The two main papers on the subject are the Banaschewski-Moore paper and a paper by Higasikawa, both are from more or less twenty years ago.


*

*Bernhard Banaschewski, Gregory H. Moore, The dual Cantor-Bernstein theorem and the partition principle, Notre Dame J. Formal Logic 31 (3), (1990), 375–381.


*Masasi Higasikawa, Partition principles and infinite sums of cardinal numbers. Notre Dame J. Formal Logic 36 (1995), no. 3, 425–434.

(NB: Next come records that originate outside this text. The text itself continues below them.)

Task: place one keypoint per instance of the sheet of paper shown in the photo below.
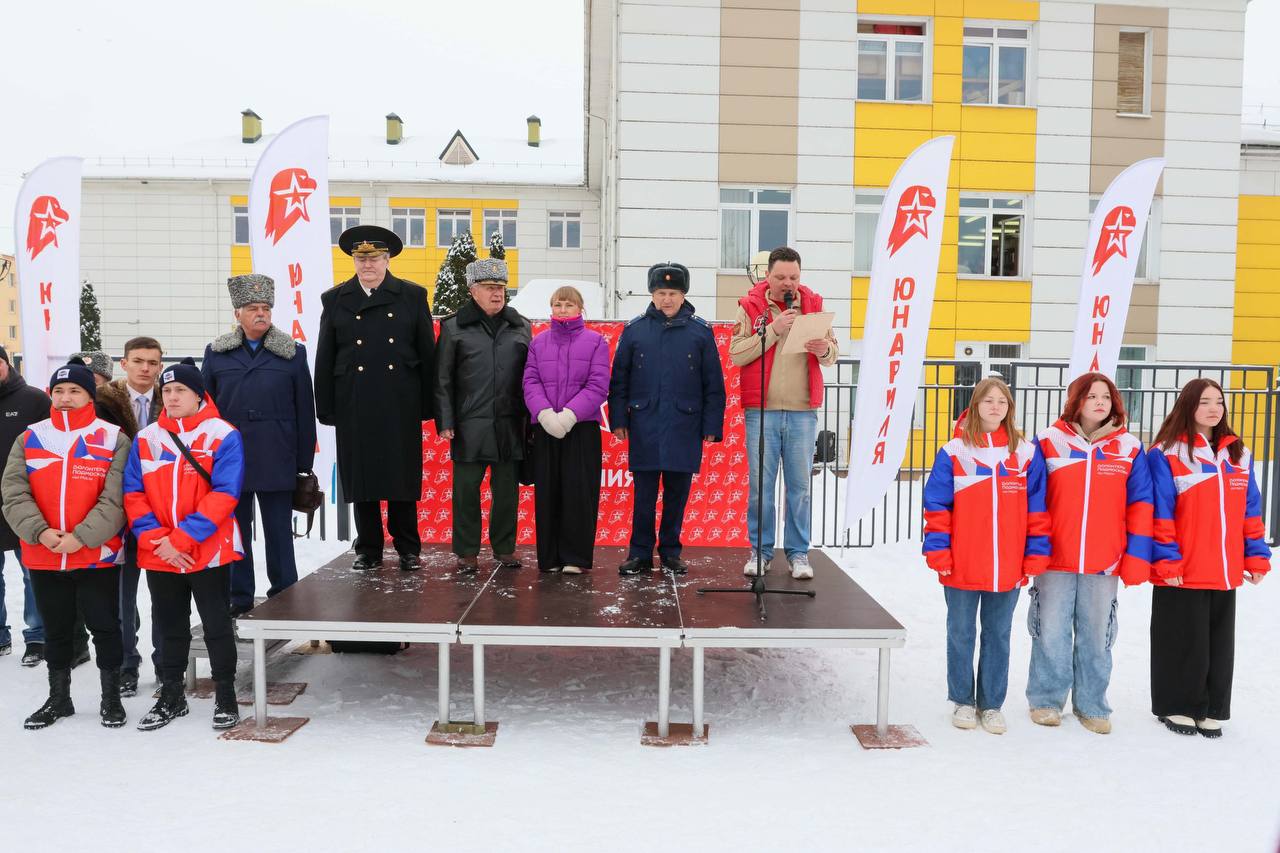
(808, 327)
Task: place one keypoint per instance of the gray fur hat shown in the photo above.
(488, 269)
(97, 361)
(250, 288)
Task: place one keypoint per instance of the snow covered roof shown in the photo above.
(558, 160)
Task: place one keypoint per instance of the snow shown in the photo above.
(568, 772)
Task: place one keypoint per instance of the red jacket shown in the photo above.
(755, 304)
(164, 496)
(1208, 516)
(1098, 503)
(984, 518)
(68, 457)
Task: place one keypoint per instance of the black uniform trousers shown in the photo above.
(94, 593)
(644, 510)
(566, 495)
(172, 593)
(1192, 652)
(401, 523)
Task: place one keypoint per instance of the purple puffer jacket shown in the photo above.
(567, 368)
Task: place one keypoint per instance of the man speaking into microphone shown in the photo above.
(786, 396)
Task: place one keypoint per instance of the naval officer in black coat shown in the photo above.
(374, 384)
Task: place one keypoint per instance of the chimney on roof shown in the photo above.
(251, 127)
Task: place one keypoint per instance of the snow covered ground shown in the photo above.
(568, 772)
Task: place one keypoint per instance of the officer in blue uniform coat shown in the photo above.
(666, 397)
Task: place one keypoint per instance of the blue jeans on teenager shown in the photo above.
(1072, 619)
(35, 629)
(789, 439)
(997, 620)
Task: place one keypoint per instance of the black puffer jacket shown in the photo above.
(479, 389)
(21, 406)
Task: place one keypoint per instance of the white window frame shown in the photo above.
(1146, 72)
(455, 215)
(754, 223)
(891, 54)
(995, 41)
(504, 215)
(1024, 261)
(1151, 274)
(565, 218)
(408, 215)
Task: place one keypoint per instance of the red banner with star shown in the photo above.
(716, 514)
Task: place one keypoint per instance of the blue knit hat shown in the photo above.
(184, 373)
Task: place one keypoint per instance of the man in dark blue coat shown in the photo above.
(666, 397)
(260, 382)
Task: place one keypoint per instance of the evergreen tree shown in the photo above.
(451, 284)
(91, 320)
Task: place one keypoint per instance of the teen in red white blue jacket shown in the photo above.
(1100, 533)
(1208, 541)
(984, 530)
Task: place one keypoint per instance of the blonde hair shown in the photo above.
(972, 428)
(568, 293)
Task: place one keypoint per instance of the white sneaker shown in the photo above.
(800, 568)
(965, 716)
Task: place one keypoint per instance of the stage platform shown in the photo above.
(526, 607)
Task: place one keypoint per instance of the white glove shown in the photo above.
(551, 423)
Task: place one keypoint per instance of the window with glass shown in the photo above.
(451, 224)
(992, 235)
(753, 220)
(892, 60)
(995, 65)
(504, 223)
(410, 224)
(341, 219)
(240, 226)
(867, 206)
(565, 229)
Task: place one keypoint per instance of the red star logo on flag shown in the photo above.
(912, 218)
(1114, 238)
(46, 215)
(288, 201)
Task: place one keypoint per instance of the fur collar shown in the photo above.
(275, 342)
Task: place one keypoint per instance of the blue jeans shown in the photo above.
(1064, 603)
(789, 438)
(35, 630)
(997, 620)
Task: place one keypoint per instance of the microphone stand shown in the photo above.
(758, 585)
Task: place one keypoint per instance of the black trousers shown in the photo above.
(172, 594)
(401, 523)
(1192, 652)
(644, 510)
(62, 596)
(566, 495)
(504, 486)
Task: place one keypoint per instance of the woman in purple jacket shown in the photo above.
(566, 382)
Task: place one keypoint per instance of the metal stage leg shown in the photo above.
(664, 692)
(698, 690)
(478, 682)
(260, 682)
(882, 699)
(444, 685)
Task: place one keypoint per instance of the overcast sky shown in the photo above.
(85, 77)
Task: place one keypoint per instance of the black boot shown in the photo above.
(170, 705)
(225, 708)
(112, 711)
(59, 703)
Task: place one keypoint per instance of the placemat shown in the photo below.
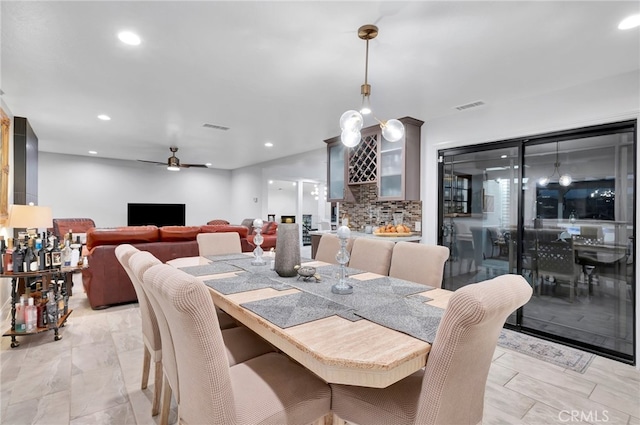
(245, 264)
(226, 257)
(408, 316)
(295, 309)
(333, 270)
(393, 286)
(211, 268)
(244, 282)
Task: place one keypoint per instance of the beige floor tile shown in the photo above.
(52, 409)
(97, 390)
(541, 414)
(545, 372)
(496, 416)
(118, 415)
(627, 402)
(500, 375)
(509, 401)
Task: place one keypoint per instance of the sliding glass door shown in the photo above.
(559, 210)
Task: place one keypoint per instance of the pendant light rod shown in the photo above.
(367, 32)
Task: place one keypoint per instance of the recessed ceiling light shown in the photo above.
(130, 38)
(629, 22)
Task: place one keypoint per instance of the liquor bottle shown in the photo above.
(8, 257)
(56, 255)
(30, 257)
(31, 316)
(3, 248)
(20, 324)
(18, 258)
(52, 311)
(66, 254)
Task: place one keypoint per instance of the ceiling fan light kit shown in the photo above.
(351, 121)
(173, 162)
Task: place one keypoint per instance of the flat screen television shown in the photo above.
(156, 214)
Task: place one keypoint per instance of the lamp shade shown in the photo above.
(30, 217)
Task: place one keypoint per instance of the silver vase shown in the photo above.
(287, 250)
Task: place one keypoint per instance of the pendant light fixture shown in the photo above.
(563, 179)
(351, 122)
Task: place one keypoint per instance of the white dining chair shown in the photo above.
(218, 243)
(371, 255)
(268, 389)
(450, 389)
(328, 248)
(150, 329)
(419, 263)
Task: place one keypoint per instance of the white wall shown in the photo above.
(98, 188)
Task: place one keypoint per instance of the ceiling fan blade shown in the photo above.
(193, 165)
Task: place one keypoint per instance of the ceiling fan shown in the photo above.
(173, 162)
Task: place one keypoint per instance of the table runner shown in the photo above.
(211, 268)
(245, 282)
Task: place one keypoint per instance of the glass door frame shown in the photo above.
(546, 138)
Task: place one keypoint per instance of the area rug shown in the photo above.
(551, 352)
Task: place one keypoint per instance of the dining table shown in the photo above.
(374, 337)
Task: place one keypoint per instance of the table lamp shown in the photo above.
(30, 217)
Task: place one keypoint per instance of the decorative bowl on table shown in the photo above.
(401, 230)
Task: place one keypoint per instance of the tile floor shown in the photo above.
(92, 376)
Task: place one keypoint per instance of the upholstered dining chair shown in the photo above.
(218, 243)
(419, 263)
(239, 342)
(150, 329)
(371, 255)
(450, 389)
(269, 389)
(328, 248)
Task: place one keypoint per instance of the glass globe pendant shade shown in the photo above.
(351, 120)
(565, 180)
(350, 138)
(393, 130)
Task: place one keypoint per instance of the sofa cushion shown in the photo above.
(269, 228)
(118, 235)
(178, 233)
(61, 226)
(240, 230)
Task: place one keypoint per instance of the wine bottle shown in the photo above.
(52, 311)
(20, 323)
(3, 248)
(56, 255)
(30, 257)
(18, 258)
(8, 257)
(31, 316)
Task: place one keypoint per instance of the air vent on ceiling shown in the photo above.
(469, 105)
(215, 127)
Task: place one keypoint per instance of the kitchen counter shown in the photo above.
(316, 235)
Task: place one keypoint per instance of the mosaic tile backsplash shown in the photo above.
(368, 210)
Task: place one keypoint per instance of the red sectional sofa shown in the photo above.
(105, 281)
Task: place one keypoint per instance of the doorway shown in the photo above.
(558, 209)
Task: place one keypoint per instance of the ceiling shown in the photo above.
(283, 72)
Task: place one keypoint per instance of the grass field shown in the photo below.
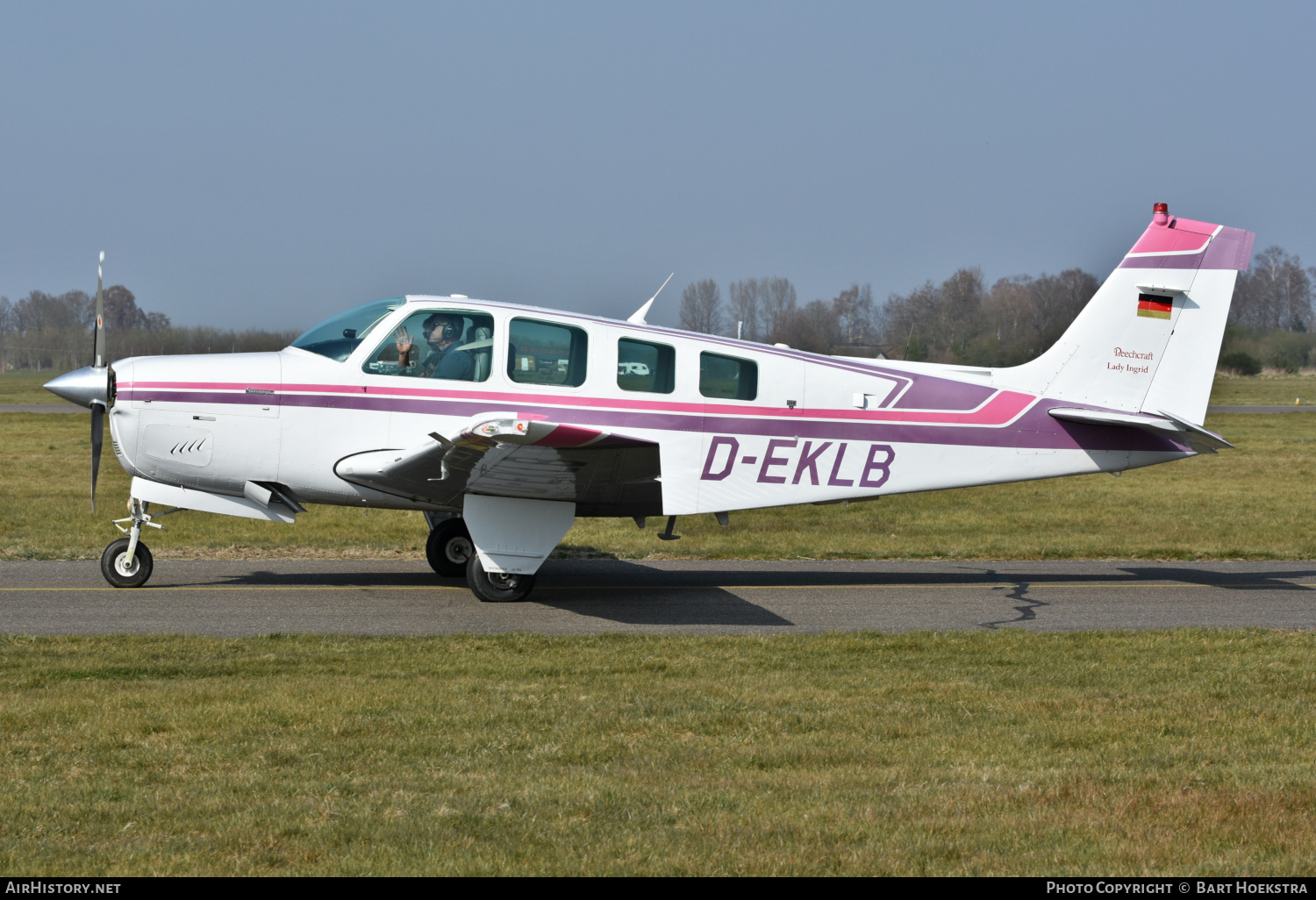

You can find a nice diagram of implications in Gregory Moore's book "Zermelo's Axiom of Choice" (which, oddly enough, is the second time I refer to on this site today).
I have some master plan on how to prove its independence from the axiom of choice, but it's a wild and vague dream at the moment which doesn't worth much mentioning except for the fact that I believe, at the moment, that PP does not imply the axiom of choice. For whatever that is worth.
One interesting fact on $\sf PP$ is that it implies the existence of non-measurable sets of real numbers all by itself. $\sf PP$ implies $\sf DC$, as well $\aleph_1\leq2^{\aleph_0}$ and therefore implies the existence of a non-measurable set. But in fact even much weaker versions of $\sf PP$ imply the existence of non-measurable, for example $\sf WPP$ which asserts $A\leq^\ast B\rightarrow B\nless A$, or in other words: if $B$ can be mapped onto $A$ then it cannot have a strictly smaller cardinality.
The reason that $\sf WPP$ implies the existence of a non-measurable set is that $\Bbb R$ can always be mapped onto $[\Bbb R]^\omega$, the set of countably infinite sets of real numbers, and of course can be mapped into that set injectively.
Since in $\sf ZF$ we have $\Bbb R\leq[\Bbb R]^\omega\leq^\ast\Bbb R$, in $\sf ZF+WPP$ we have that $\Bbb R$ is equipotent with $[\Bbb R]^\omega$. Sierpinski proved from this assumption that there exists a non-measurable set.

Sierpinski, W. "L’axiome de M. Zermelo et son rôle dans la théorie des ensembles et l’analyse." Bulletin de l’Académie des Sciences de Cracovie, Classe des Sciences Math., Sér. A (1918), 97-152.